Thanks so much for this Reg. It spurred a lot of thoughts. Forgive my slow response to your beautiful story, but I've had a couple late nights working on a deadline for the community development project I'm volunteering for. (Hold that thought.)

This reminded me of those business magazine articles titled "What's More Important - Strategy or Execution?" It's always pretty obvious that both are required. Execution without strategy is blind. Strategy without execution is a head in the clouds - a place that's easy for me to reside at times. In the business world, we drive execution with written plans, regular status meetings with peers, performance reviews with our bosses, words of inspiration, fearful threats. In our daily lives, we're usually less rigorous about this stuff, but we do sometimes write lists of resolutions, find a workout buddy to share the struggle, tell our friends so they'll check up on us, etc. In modern management theory, we find that positive inspiration works better than negative threats for jobs with any kind of creativity, so that's what we should do for ourselves too.

I don't think you were clamoring for execution advice - I know you are quite excellent at that and were just sharing some strategy (principles) and execution (action) issues about your resolutions. I wanted to take a moment to reframe the discussion around that though since that's what I've been thinking about. Especially after your last line about loopholes and buying local when it's easy. This got me thinking about tradeoffs between doing the "right" thing and the "easy" thing. I'm often trying to think of ways to make these are the same thing so our actions always align with our principles and we execute our strategy with ease.
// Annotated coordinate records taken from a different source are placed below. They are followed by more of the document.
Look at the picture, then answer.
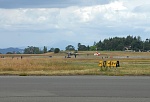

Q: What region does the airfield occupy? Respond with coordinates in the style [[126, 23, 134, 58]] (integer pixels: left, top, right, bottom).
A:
[[0, 51, 150, 76]]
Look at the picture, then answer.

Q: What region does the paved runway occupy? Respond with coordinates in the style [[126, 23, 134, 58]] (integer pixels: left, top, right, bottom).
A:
[[0, 76, 150, 102]]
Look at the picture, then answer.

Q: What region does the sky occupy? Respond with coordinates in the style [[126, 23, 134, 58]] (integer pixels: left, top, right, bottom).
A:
[[0, 0, 150, 49]]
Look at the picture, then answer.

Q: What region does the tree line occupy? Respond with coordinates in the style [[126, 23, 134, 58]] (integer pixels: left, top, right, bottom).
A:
[[95, 35, 150, 52]]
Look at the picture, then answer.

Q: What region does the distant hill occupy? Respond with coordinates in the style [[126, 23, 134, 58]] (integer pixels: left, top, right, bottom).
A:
[[0, 47, 24, 54]]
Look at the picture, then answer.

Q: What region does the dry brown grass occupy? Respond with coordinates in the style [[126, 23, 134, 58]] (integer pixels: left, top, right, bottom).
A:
[[0, 52, 150, 76]]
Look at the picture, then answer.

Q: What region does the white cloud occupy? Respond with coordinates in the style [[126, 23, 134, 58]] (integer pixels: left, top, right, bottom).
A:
[[0, 0, 150, 48]]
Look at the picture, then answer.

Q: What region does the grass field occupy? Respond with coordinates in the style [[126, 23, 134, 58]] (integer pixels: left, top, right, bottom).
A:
[[0, 51, 150, 76]]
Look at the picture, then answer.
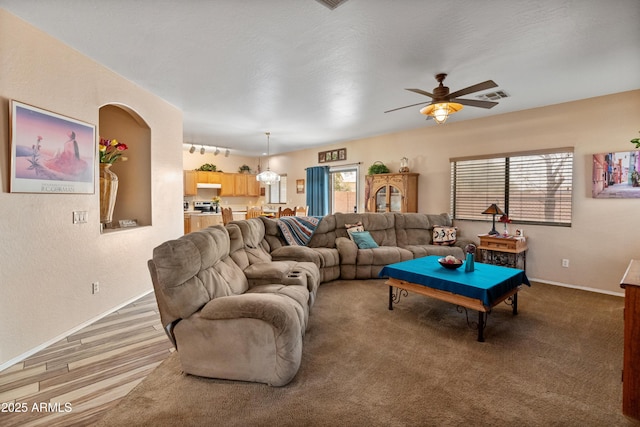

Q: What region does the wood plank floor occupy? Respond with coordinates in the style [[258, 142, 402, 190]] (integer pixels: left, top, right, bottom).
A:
[[0, 293, 173, 427]]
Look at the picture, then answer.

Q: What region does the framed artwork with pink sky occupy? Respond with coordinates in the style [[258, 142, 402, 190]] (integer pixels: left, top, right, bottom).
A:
[[10, 100, 96, 194]]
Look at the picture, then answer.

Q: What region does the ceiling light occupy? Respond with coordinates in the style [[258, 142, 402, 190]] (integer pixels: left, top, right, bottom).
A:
[[256, 132, 280, 185], [420, 102, 462, 125]]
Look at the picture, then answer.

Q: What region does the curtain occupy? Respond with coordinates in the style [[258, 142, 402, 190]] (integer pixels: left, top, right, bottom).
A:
[[307, 166, 329, 216]]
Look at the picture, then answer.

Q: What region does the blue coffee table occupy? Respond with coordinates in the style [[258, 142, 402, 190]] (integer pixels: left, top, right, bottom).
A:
[[379, 256, 531, 342]]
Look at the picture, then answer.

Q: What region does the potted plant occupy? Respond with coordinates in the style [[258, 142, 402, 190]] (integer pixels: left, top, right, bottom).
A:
[[369, 161, 389, 175]]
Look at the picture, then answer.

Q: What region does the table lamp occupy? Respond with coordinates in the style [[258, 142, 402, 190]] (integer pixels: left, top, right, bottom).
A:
[[482, 203, 504, 236]]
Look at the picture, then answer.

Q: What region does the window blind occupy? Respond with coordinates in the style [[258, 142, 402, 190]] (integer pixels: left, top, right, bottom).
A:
[[450, 148, 573, 226]]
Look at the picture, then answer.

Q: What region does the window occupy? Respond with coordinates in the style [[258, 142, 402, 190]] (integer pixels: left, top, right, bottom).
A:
[[329, 166, 358, 213], [266, 175, 287, 203], [451, 148, 573, 227]]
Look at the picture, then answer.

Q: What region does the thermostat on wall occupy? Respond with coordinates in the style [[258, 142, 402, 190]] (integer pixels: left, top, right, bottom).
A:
[[118, 219, 138, 228]]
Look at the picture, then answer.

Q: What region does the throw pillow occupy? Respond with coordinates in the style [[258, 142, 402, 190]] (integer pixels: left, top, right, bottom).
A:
[[344, 221, 364, 240], [351, 231, 378, 249], [433, 225, 457, 246]]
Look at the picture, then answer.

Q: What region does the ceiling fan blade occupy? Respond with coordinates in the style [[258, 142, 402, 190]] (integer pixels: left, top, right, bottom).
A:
[[451, 98, 498, 108], [385, 101, 429, 113], [449, 80, 498, 98], [405, 89, 433, 98]]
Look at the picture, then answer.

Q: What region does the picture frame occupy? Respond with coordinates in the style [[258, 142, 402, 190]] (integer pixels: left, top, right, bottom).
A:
[[591, 150, 640, 199], [9, 100, 97, 194], [318, 148, 347, 163]]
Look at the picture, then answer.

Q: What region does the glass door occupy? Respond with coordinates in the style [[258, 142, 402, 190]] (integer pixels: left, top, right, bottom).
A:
[[376, 186, 387, 212]]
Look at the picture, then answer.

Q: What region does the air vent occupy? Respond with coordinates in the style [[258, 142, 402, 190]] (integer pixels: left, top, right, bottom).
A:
[[476, 90, 509, 101], [316, 0, 347, 10]]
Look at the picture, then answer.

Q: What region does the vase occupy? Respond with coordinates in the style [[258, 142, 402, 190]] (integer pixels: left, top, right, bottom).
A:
[[100, 163, 118, 224]]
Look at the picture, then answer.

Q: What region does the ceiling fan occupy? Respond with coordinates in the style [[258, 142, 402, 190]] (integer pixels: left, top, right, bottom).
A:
[[385, 73, 498, 124]]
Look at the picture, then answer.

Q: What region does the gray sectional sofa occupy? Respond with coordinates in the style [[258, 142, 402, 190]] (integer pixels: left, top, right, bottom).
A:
[[262, 213, 477, 283], [148, 213, 471, 386]]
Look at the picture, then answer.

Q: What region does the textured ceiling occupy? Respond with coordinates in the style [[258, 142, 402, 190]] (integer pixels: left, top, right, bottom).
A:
[[0, 0, 640, 155]]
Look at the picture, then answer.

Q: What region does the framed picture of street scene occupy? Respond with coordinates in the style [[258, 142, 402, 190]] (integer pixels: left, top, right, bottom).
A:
[[10, 100, 96, 194], [591, 151, 640, 199]]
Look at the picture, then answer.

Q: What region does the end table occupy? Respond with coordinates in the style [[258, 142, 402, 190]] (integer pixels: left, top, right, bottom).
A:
[[478, 234, 527, 271]]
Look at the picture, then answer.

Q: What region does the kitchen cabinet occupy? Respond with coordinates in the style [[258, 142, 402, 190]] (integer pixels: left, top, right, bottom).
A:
[[365, 173, 420, 212], [185, 214, 222, 234], [233, 173, 249, 196], [247, 175, 260, 197], [219, 173, 237, 197], [196, 171, 222, 184], [184, 171, 260, 197], [183, 171, 198, 196], [184, 214, 191, 234]]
One of the early findings that's come out of my resolution experiment is that it's really hard to pick just one activity at a time to clock in and out of as I track my time 24 hours a day. Not because I'm multi-tasking in the modern sense of the word, but because I'm trying to track my tasks according to how they meet my Maslow's needs and desires. When I'm eating dinner with friends, I'm meeting my basic physiological needs as well as my higher love / belonging needs. When I go for a walk to burn off the extra Christmas cake I ate I'm meeting level 2 health needs, but also level 4 self esteem needs. When I'm volunteering for the local business development project, I'm taking some time away from my work, but I'm meeting needs for friendship at level 3, achievement and respect by others at level 4, and creativity and problem solving at level 5 - what a deal for my time! I didn't figure this out right away, but I'm starting to think about certain activities as much "denser" than others. Often, the "easy" ones - watching TV, wolfing down a boring sandwich - are "light" on the number of needs they meet. Now, when I examine the strategy for my life and insist on making sure I spend a certain amount of hours on meeting each level of needs, then the "easiest" thing to do is a few dense ones rather than lots and lots of light ones (if I can even find some light ones that only meet one higher level need). Maybe that gives you something to think about when you are torn between going for a longer walk to shop at several local stores vs. a quick trip in the car to the closest Mart. One's much easier to do in the short run, but over time, you make the rest of your life much harder.